Praktijkcase 1: Iedereen is ondernemerEen organisatie die sterk responsive wil zijn heeft een groeimodel voor medewerkers wat op zelfbeschikking is gestoeld. Echter, voor groei in persoonlijke beloning wordt extra verantwoordelijkheid van medewerkers gevraagd, wat neer komt op het vormen van een eigen teampje en daar verantwoordelijkheid voor dragen. Een aantal inhoudelijke specialisten heeft wel de behoefte om te groeien en de wens op hogere beloning, maar zijn heel expliciet dat ze geen eigen team willen. Recent zijn zelfs twee specialisten vertrokken om als zzp-er aan de slag te gaan. Klaarblijkelijk werkt het model met verantwoordelijkheid nemen voor een eigen team, bij hen niet stimulerend.

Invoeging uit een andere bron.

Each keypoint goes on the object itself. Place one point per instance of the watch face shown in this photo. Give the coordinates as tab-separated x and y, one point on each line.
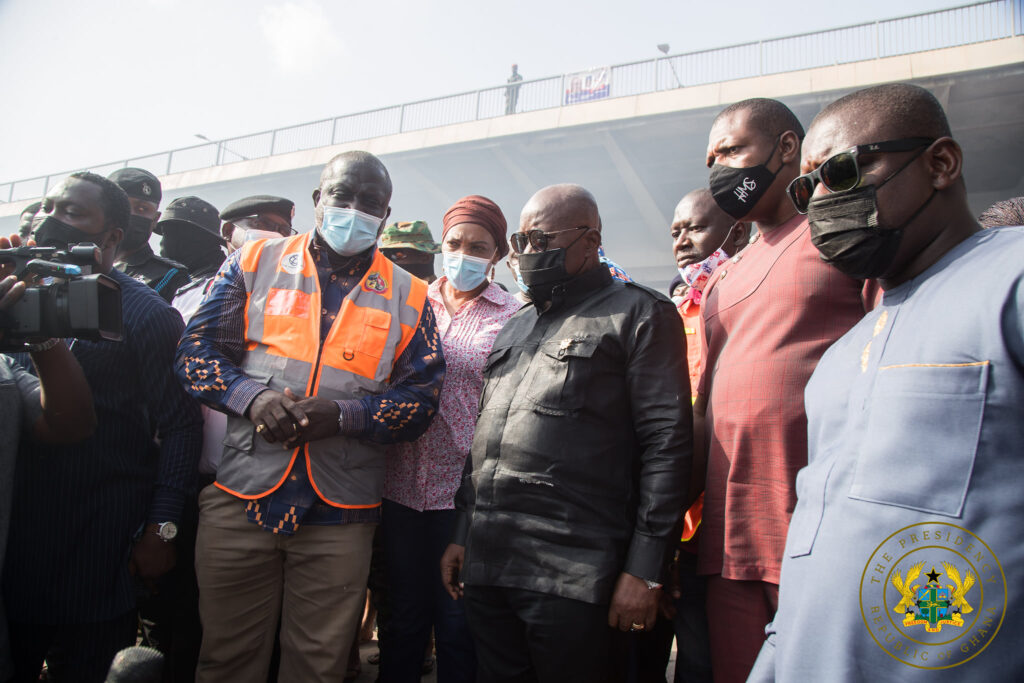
168	530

Dit moet doorbroken worden. Wat zou jij doen?

Denk eens even na over jouw acties, voordat je verder leest.

De organisatie in kwestie heeft een tijdlang geworsteld. Enerzijds is het fair om voor een hogere beloning een extra verantwoordelijkheid te vragen. Anderzijds als deze medewerkers in kwestie zich niet over die as willen ontwikkelen en daarom hun heil elders zoeken, dan faalt het model. Het bedrijf heeft dit opgelost door met een aantal experts het gesprek aan te gaan en samen met hen een experimenteel model op te zetten langs individuele groei. Daarbij kon men wel meer verantwoordelijkheid nemen, maar wel voor het eigen handelen en de eigen groei. Deze specialisten werkten aan de groei van hun expertise en het publiceren daarover, met het idee dat die groei als expert zich ook zou vertalen naar hogere omzetten en extra opdrachten. Zodoende is een model gemaakt waarop specialisten ook bonus kregen over zelf verkochte opdrachten in combinatie met bonus over hun persoonlijke financiële winst. Zodoende konden zij gaan ondernemen binnen de onderneming, zonder daarvoor een eigen team te hoeven hebben. Dit verlaagde de drempel, zette een stop op de uitstroom en versterkte de groei van deze experts. In de praktijk kwam het er op neer dat ze al snel te veel werk voor zichzelf creëerden waardoor ze al snel een aantal collega’s aan het werk hielden. De stap om daar een eigen team van te maken was daardoor veel kleiner en de drempel om toch een team te leiden een stuk lager geworden. De essentie van deze oplossing zat in de dialoog en samen zoeken naar een werkende oplossing, met daarbij de uitgangspunten, waarden en principes niet uit het oog te verliezen.

Hoe krijg je dit voor elkaar?

76

Stap 3: Ontwikkel en onderhoud persoonlijke groeimodellen

• Zorg voor continue aandacht voor persoonlijke groei waarbij beloning afhankelijk is van resultaat en verantwoordelijkheid.

• Groeimodellen zijn altijd op eigen initiatief gericht: iedereen is zelf de baas over de eigen groei.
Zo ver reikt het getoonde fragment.